Courts, Divisions, Venues, and Levels

As part of the description of a case, editors identified the court, or courts, in which a case was heard, and the division (criminal, common law, chancery, probate, bankruptcy, admiralty). If a case was heard in more than one court, each successive level of court is detailed. For those courts which do not have divisions, that field is left blank (e.g., supreme courts).

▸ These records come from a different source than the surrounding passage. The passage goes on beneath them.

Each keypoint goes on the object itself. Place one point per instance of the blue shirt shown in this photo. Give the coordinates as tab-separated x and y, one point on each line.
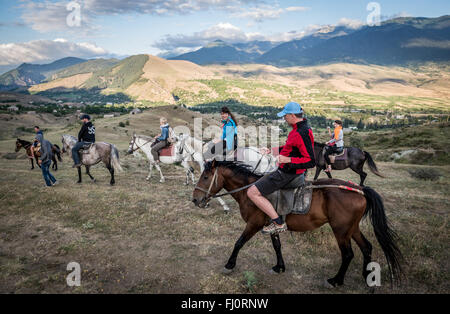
229	130
164	132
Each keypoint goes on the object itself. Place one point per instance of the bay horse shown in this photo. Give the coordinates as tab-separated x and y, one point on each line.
355	161
28	145
187	149
99	151
342	209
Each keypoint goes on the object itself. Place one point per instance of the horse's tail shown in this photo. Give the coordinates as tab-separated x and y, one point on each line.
58	152
383	232
372	165
115	162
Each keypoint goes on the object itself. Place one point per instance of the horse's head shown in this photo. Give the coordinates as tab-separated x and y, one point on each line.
132	146
18	145
210	183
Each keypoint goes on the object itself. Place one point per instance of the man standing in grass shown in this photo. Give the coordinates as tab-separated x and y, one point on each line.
38	131
45	160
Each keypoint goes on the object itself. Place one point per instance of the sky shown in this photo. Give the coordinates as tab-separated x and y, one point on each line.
46	30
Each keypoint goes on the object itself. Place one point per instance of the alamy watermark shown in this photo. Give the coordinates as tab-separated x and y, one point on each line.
73	19
374	18
374	277
74	278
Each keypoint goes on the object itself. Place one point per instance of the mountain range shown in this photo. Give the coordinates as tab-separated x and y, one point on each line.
398	41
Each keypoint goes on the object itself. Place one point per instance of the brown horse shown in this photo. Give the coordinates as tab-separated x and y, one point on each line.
342	209
28	146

In the detail provided for each of the courts in which a particular case was heard, editors have indicated the court of origin and the court of judgment. Because most cases began and ended in the same court, these courts are usually the same. The court of origin and the court of judgment will differ if the venue was changed. For example, a case which began in Sangamon County Circuit Court that went to the Menard County Circuit Court on a change of venue will have a court of origin of Sangamon County Circuit Court and a court of judgment as Menard County Circuit Court. Sometimes venues changed more than once. In the example above, if the venue changed again from Menard County Circuit Court to the Christian County Circuit Court, then the court of judgment would be Christian County Circuit Court and the other venue would be Menard County Circuit Court. The court of origin remained as Sangamon County Circuit Court. Changes of venues usually occurred between courts of the same type (e.g. circuit court to another circuit court.) Cases typically moved from one type of court to another type of court by appeal or writ of error.

Court Levels as we have used this term, is generally comparable with the hierarchy of courts and jurisdictions. It is also an abstract tool the editors used to organize some complex cases. Injunctions were filed by litigants as stand-alone actions and also as part of another legal action. For those injunctions that were part of another legal action, the editors generally treated them as part of the process of the original action and did not separate them out. However, in some cases, the judgment in the injunction, which was not the original action, was appealed to a higher court. In that event, the editors have separated the injunction as another level of the case. The litigants in an injunction may differ from the litigants in the original suit, and therefore an appealed injunction case name might differ from the original suit name. The editors concluded that identifying an injunction that was appealed as a separate level of the original case would aid in understanding the whole case. Similarly, some independent cases were bundled by the court for one appeal. To reflect this situation, the editors identified each of the independent cases as a separate case level (at the circuit court) and one level at the supreme court. For the most part, the levels referred to in this edition do coincide with different courts through which a case progressed.